Even when The Libertines self-imploded and Doherty picked up the pieces in '05 to create his next Frankenstein, Babyshambles (an even scrappier, shambolic version of The Libertines sound) Doherty couldn't stay clean enough to keep out of reach of either rehab or the jig. This combined with his high-profile relationship with supermodel Kate Moss and he was guaranteed tabloid-fodder no matter what his music sounded like.
Perhaps even a bigger shame, though, is that this week as the singer/ guitarist turns 30, his first solo album entitled Grace/Wastelends also hits stores and, while it's a definite departure from the harder- edged sounds of his two other bands, it's also his least satisfying effort to date. Despite digging into his own heart and soul on these twelve tracks, the decidedly stripped-down acoustic treatments make for an awkward bedfellow with Doherty's once-slurred and shouting and now sedate cockney vocal delivery - giving many of these already sleepy numbers the feeling that the party's over and it's time for that long drive home. This is proved on the weary numbers "A Little Death Around The Eyes," "Sheep Skin Tearaway" and "Salome."

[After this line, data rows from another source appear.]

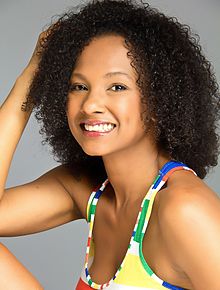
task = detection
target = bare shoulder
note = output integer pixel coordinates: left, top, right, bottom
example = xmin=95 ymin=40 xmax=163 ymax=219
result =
xmin=158 ymin=169 xmax=220 ymax=218
xmin=54 ymin=164 xmax=98 ymax=220
xmin=157 ymin=170 xmax=220 ymax=289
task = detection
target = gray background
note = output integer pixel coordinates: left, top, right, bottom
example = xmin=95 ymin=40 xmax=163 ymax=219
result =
xmin=0 ymin=0 xmax=219 ymax=289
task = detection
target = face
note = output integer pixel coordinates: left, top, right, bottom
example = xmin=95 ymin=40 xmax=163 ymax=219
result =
xmin=66 ymin=34 xmax=153 ymax=156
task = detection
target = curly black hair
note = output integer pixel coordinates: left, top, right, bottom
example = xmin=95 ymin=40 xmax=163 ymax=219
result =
xmin=23 ymin=0 xmax=220 ymax=183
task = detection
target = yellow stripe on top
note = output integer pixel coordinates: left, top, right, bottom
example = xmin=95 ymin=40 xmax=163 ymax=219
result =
xmin=114 ymin=253 xmax=169 ymax=289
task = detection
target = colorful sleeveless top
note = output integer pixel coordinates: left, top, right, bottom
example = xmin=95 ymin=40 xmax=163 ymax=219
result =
xmin=76 ymin=160 xmax=197 ymax=290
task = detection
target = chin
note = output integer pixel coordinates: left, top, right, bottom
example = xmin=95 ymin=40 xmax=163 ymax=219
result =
xmin=86 ymin=152 xmax=103 ymax=156
xmin=82 ymin=147 xmax=104 ymax=156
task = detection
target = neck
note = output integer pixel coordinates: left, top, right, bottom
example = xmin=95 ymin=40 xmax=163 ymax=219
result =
xmin=102 ymin=139 xmax=171 ymax=213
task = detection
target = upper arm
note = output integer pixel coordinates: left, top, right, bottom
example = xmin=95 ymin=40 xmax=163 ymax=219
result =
xmin=0 ymin=165 xmax=83 ymax=237
xmin=159 ymin=186 xmax=220 ymax=290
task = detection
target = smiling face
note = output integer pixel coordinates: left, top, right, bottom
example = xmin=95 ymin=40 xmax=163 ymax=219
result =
xmin=66 ymin=34 xmax=155 ymax=156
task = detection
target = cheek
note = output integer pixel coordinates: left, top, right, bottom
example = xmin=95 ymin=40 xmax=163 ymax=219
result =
xmin=118 ymin=97 xmax=142 ymax=124
xmin=66 ymin=96 xmax=79 ymax=118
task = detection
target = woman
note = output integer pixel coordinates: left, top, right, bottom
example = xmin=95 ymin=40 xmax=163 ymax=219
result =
xmin=0 ymin=0 xmax=220 ymax=289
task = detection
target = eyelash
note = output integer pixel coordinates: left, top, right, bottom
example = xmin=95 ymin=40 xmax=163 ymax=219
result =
xmin=69 ymin=83 xmax=127 ymax=92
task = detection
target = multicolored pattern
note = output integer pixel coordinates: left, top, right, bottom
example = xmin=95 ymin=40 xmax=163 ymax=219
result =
xmin=76 ymin=160 xmax=197 ymax=290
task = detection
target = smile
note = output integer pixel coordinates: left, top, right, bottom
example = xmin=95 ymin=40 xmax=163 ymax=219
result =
xmin=84 ymin=123 xmax=115 ymax=132
xmin=80 ymin=123 xmax=116 ymax=137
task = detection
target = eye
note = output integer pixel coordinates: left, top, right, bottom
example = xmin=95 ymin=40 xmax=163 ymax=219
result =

Luckily the album isn't without merit as witnessed on the jaunty and jazzy dancehall number "Sweet By And By," which wouldn't have sounded out of place on The Kinks' own amalgamation of English eccentricities and American roots music on their brilliant 1971 album Muswell Hillbillies. Other highlights include the hypnotic and lovely tracks "Broken Love Song," "Last Of The English Roses" as well as the bluesy, folk that drives the opening track "Arcadie," a mythical utopian place without rules or authority that Doherty has been jonesing for (among other more obvious things) since the early days of The Libertines.
Doherty recruited the heavy-hitting help of Blur's guitarist Graham Coxon for the majority of his solo debut, but (save for the poppy little rocker "Through The Looking Glass") he unfortunately never gets the opportunity to fully shine on many of these laid-back acoustic numbers. Sadly, neither does Doherty.